In particular, in the case of an image-transfer type recording system employing an electrostatic recording process using a dielectric recording medium, it is extremely difficult to quench charges on the recording medium before formation of latent electrostatic images. Therefore, the recording medium is uniformly pre-charged to a certain surface potential before latent electrostatic images are formed, and latent electrostatic images are then formed by applying voltages to the pre-charged recording medium so as to partially quench the former charges in the form of latent electrostatic images, by use of a multi-stylus head or the like.

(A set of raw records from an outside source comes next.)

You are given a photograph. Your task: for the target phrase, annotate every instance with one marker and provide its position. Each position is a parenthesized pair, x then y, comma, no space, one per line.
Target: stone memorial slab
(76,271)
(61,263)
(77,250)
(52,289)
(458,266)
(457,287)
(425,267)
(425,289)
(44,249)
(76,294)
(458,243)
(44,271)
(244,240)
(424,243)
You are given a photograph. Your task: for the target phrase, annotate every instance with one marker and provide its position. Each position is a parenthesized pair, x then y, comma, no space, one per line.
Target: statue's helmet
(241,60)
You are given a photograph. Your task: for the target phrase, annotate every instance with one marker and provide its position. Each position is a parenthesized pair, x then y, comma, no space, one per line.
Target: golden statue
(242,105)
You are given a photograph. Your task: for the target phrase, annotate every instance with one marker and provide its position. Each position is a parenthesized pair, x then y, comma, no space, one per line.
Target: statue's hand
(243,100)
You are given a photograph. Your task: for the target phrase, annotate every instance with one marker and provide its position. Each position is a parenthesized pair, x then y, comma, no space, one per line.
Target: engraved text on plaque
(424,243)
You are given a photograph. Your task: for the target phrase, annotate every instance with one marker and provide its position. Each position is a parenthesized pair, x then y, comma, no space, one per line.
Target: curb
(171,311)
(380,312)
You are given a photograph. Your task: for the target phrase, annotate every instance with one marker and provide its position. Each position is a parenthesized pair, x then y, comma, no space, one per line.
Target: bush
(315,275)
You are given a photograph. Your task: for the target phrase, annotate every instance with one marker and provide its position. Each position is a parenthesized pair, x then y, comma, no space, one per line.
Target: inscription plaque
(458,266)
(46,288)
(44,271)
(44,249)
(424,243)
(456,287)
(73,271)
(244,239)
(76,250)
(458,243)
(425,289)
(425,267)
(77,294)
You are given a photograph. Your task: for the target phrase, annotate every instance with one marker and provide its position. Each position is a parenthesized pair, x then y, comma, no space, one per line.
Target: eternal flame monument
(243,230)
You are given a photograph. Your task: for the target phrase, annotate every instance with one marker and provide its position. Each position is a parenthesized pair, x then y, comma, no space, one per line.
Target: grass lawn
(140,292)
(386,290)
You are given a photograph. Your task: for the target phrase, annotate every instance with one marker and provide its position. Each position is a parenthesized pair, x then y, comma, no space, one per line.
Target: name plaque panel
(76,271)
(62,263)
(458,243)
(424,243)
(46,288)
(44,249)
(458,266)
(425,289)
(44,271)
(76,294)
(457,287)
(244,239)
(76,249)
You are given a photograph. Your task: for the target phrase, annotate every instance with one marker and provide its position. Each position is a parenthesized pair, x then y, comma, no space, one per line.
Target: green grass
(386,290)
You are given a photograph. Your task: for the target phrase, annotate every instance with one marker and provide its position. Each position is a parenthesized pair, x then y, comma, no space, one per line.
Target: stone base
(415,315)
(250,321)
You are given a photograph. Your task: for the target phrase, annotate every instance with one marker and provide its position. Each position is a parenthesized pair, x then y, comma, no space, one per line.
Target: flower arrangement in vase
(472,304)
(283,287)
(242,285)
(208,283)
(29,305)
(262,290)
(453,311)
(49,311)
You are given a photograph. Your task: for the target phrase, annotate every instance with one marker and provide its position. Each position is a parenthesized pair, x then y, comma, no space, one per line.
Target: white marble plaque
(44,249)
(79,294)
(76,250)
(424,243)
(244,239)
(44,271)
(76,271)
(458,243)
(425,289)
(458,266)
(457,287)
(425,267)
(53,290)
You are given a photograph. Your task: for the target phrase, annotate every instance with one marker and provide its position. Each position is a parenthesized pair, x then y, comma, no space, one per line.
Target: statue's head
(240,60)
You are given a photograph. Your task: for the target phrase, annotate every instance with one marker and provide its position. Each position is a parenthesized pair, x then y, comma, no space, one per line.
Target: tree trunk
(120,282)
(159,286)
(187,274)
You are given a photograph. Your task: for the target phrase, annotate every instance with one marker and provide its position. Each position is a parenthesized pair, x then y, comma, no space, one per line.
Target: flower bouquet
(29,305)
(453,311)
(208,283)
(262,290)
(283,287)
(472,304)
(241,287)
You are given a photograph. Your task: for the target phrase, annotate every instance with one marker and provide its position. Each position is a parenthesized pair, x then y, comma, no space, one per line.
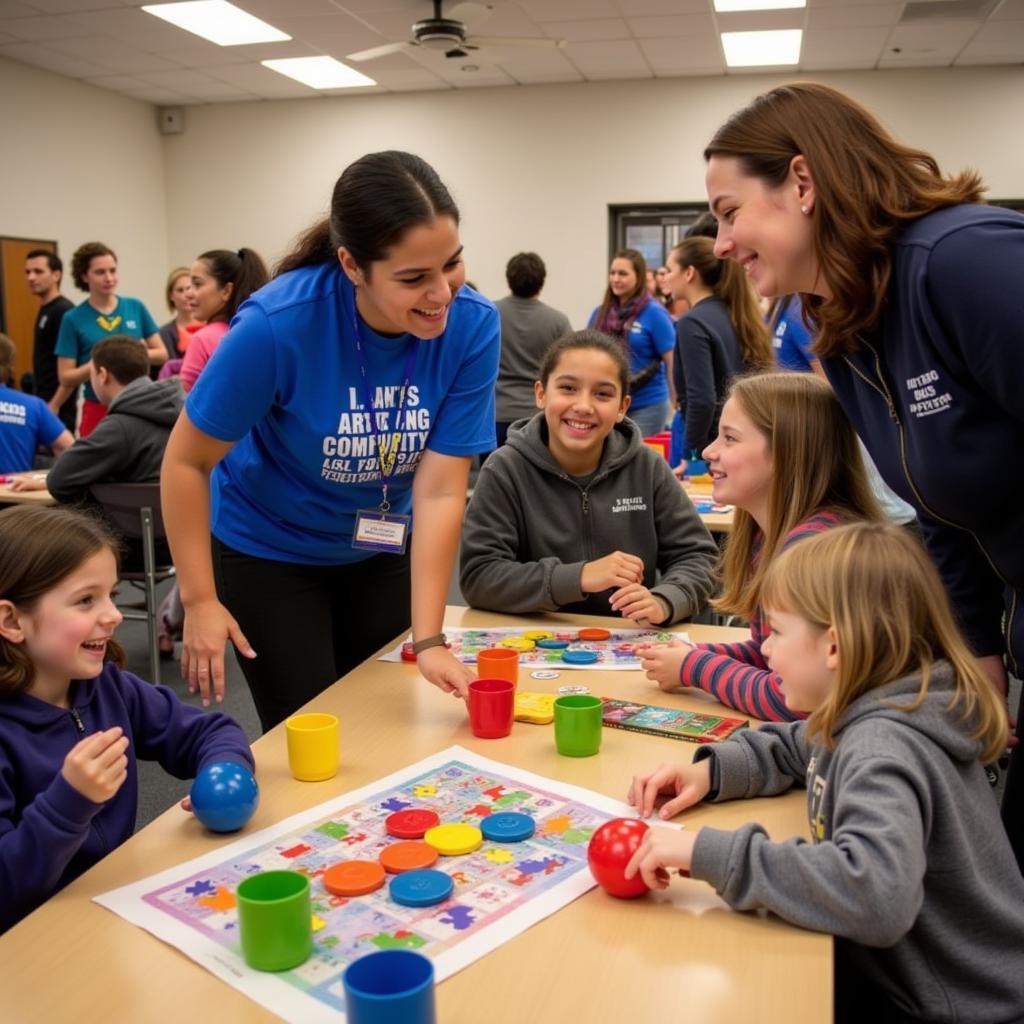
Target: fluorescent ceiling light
(728,6)
(320,73)
(217,20)
(769,49)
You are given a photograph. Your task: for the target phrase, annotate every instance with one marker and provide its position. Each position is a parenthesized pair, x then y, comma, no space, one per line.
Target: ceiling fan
(452,35)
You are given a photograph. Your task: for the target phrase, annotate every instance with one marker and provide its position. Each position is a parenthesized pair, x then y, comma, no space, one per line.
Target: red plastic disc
(411,823)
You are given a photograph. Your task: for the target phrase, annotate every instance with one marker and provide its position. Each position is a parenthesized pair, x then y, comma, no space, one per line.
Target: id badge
(376,530)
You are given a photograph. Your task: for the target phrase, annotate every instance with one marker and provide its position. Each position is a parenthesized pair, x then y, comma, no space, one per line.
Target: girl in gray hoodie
(574,513)
(908,864)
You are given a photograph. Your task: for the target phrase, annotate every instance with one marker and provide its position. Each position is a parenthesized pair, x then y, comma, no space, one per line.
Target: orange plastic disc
(353,878)
(408,856)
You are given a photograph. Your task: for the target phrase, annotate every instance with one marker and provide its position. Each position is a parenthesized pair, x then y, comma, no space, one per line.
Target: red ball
(610,849)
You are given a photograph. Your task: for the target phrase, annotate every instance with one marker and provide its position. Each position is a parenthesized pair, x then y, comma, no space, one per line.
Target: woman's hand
(660,850)
(636,601)
(440,667)
(662,662)
(208,627)
(610,572)
(684,785)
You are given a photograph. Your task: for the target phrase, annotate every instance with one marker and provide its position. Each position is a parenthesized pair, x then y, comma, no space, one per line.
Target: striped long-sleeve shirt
(736,674)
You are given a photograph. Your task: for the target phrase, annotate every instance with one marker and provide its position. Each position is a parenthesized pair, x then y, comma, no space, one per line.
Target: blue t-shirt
(792,340)
(286,384)
(651,335)
(26,422)
(85,325)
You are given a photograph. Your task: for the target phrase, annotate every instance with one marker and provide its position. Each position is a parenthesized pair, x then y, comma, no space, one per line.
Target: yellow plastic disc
(454,840)
(517,643)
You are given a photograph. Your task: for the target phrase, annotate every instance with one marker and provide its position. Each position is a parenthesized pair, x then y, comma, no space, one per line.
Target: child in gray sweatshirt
(908,864)
(574,513)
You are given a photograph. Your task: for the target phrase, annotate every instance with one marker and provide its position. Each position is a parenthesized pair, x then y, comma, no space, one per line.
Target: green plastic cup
(275,920)
(578,725)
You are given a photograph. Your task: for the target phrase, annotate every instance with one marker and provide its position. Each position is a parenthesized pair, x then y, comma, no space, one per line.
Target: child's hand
(662,662)
(660,850)
(685,785)
(610,572)
(97,766)
(637,602)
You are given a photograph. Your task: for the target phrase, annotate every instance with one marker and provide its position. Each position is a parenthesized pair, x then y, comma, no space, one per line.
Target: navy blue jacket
(937,394)
(49,833)
(707,358)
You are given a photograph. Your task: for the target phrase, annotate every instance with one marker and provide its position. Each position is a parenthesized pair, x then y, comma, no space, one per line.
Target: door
(17,305)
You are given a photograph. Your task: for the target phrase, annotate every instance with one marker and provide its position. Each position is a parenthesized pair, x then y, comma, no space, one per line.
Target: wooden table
(663,958)
(717,522)
(8,497)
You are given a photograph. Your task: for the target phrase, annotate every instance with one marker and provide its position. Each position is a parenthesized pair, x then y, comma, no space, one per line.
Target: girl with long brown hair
(643,329)
(786,457)
(906,863)
(914,289)
(723,336)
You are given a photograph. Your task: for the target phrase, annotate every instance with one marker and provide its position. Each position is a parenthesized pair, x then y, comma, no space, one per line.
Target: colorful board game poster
(672,722)
(500,890)
(615,650)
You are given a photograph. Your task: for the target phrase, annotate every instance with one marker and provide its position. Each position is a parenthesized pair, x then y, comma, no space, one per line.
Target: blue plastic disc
(421,888)
(580,656)
(507,826)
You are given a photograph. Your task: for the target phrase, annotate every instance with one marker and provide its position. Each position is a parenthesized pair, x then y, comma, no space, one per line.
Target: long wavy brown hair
(867,188)
(731,285)
(816,466)
(877,587)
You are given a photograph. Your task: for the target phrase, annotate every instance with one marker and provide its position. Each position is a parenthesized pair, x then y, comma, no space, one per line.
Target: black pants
(308,624)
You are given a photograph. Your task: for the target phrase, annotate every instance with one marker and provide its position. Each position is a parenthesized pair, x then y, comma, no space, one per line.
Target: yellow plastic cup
(312,747)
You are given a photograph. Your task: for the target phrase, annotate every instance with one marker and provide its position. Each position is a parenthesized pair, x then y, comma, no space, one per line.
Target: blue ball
(224,796)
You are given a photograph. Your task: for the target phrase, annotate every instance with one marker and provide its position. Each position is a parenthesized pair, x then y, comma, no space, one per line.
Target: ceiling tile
(589,30)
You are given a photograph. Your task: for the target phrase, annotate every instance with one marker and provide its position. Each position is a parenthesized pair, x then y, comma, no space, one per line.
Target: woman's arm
(184,488)
(438,502)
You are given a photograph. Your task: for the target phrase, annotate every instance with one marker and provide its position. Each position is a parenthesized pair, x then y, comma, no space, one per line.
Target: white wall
(536,167)
(83,164)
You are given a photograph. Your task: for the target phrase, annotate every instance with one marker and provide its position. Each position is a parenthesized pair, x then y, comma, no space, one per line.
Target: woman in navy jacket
(915,291)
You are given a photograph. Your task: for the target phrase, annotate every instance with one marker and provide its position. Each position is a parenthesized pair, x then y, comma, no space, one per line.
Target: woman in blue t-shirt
(644,329)
(913,288)
(364,354)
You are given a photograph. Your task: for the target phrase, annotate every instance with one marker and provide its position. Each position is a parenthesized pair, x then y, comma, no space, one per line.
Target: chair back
(123,504)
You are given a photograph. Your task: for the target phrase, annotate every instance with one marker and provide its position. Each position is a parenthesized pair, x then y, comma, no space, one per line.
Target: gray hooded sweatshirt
(530,527)
(126,446)
(909,866)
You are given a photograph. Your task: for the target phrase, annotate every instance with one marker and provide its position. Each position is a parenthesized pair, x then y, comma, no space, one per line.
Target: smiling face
(739,463)
(208,295)
(582,400)
(623,279)
(101,276)
(412,290)
(804,655)
(765,229)
(67,634)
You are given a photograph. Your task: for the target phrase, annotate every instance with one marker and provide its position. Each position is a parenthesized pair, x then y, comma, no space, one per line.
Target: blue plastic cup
(393,986)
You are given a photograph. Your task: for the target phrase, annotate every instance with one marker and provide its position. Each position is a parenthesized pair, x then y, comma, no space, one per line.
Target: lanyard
(387,445)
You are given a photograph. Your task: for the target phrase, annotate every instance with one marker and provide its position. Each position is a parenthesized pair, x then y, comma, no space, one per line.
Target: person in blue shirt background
(913,288)
(645,330)
(364,345)
(26,422)
(791,339)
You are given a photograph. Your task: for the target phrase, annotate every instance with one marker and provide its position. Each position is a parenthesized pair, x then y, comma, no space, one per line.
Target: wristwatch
(438,640)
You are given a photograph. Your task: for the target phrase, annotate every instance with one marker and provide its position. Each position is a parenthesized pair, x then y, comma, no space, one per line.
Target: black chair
(133,510)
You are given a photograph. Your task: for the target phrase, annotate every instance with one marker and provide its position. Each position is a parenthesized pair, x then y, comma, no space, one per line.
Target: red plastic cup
(492,708)
(498,663)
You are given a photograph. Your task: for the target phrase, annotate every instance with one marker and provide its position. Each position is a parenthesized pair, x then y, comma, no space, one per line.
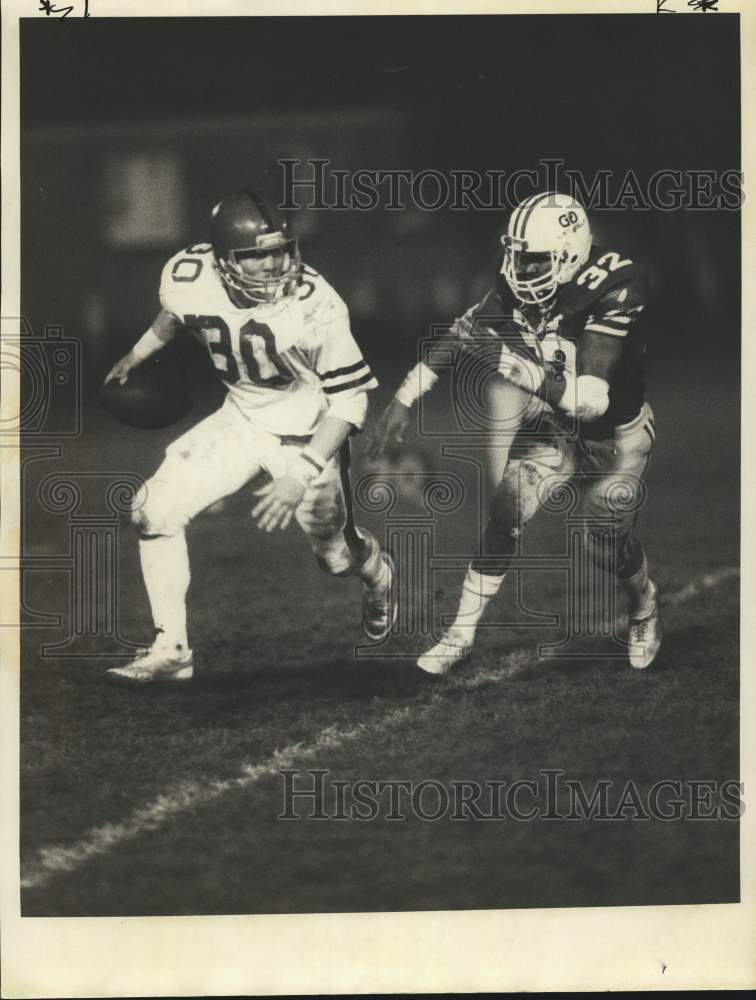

In the above-mentioned type recording system, if the quantity of charges in each toner particle is insufficient, the toner is deposited markedly on the background, and, as a matter of course, the obtained image quality is significantly reduced. In order to eliminate such shortcomings, in a conventional development apparatus of the type employing a development roller comprising a rotatable non-magnetic, metallic, cylindrical sleeve for forming a magnetic brush thereon, with a stationary inner magnetic roller therein, voltage is applied to the surface of a layer of magnetic toner on the non-magnetic sleeve so as to electrically charge the magnetic toner. However, by that method, the toner cannot be electrically charged sufficiently for obtaining high image quality with avoidance of deposition of the toner on the background.